Abrí los ojos. Vi a mucha gente a mi alrededor, pero la vi apresurada. Vi que cada uno era especial, aunque querían aparentar ser idénticos y ser sólo parte de una multitud monótona. Vi sus historias personales, sus pasados, sus mochilas cargadas de vida, y sentí dolor. Vi que no eran felices. Vi que algunos se habían vuelto adictos al sufrimiento. Vi la fortaleza de aquellos que caminaban con la frente en alto. Vi cómo cada uno tomaba decisiones y elegía cómo vivir moldeando su destino. Vi que la felicidad está en todos lados, pero no todos quieren verla. Vi que la verdadera inteligencia está en aquél que es feliz consigo mismo y potencia sus virtudes. Vi una constelación de sueños. Vi cómo todos a mi alrededor fluían, uno tras otro, infinitamente. Vi que ni el espacio ni el tiempo existen, sino que son ilusiones terrenales, invenciones humanas. Vi el caos perfectamente ordenado.

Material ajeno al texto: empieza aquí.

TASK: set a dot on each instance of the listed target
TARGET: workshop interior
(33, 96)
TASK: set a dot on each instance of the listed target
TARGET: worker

Vi la verdad y sentí miedo. Vi cómo se revelaban los secretos, cómo se deshojaban las mentiras. Vi que no estamos solos. Vi que el mundo no depende de nosotros, pero que nosotros sí dependemos de él. Vi la destrucción y también la esperanza. Vi que no existe un comienzo, ni tampoco un fin. Vi que nada está inmóvil, sino que todo progresa diacrónicamente, sin interrupciones, sin fases ni etapas. Vi que todo comienzo fue previamente un fin, y que todo fin indica también un nuevo comienzo.

(2008)







1 de enero de 2010

▪ Embracing it All Inside

   
   
MI ALEPH I

Una tarde de septiembre, estaba tan cansado que decidí recostarme. Casi de manera involuntaria, me concentré en un punto de un cuadro. Un punto que me permitió ver todos los puntos. Entonces, vi el Aleph:

Vi un centro que se expandió infinitamente, vi todos los centros a la vez y sin dificultad, vi a una mujer llorando, vi a su hijo, vi una cruz gigante, vi muchas piedras en un camino impecable, vi rostros acusadores y palabras filosas, vi la esperanza eterna, una colección de libros, una medalla religiosa y un anillo con la letra "E" grabada en él, vi un mundo oculto y un corazón puro, vi un laberinto lleno de trabas, vi todos los atardeceres, las cuatro fases de la luna, vi música a mi alrededor, vi una ventana, alas rotas y sin plumas, pero las vi extendidas, vi un ángel, vi un sol radiante y tormentas que se aproximaban, vi un arcoiris aunque no recuerdo dónde, vi un cascarón, vi cómo se quebró y dejó salir a alguien, vi la inseguridad, la soledad amenazante, el temor, vi un enigma imposible de descifrar.

Vi cosas que aquí no voy a (no puedo) describir. Quizás vi más de lo que quería ver. Pero lo vi todo: vi mi Aleph.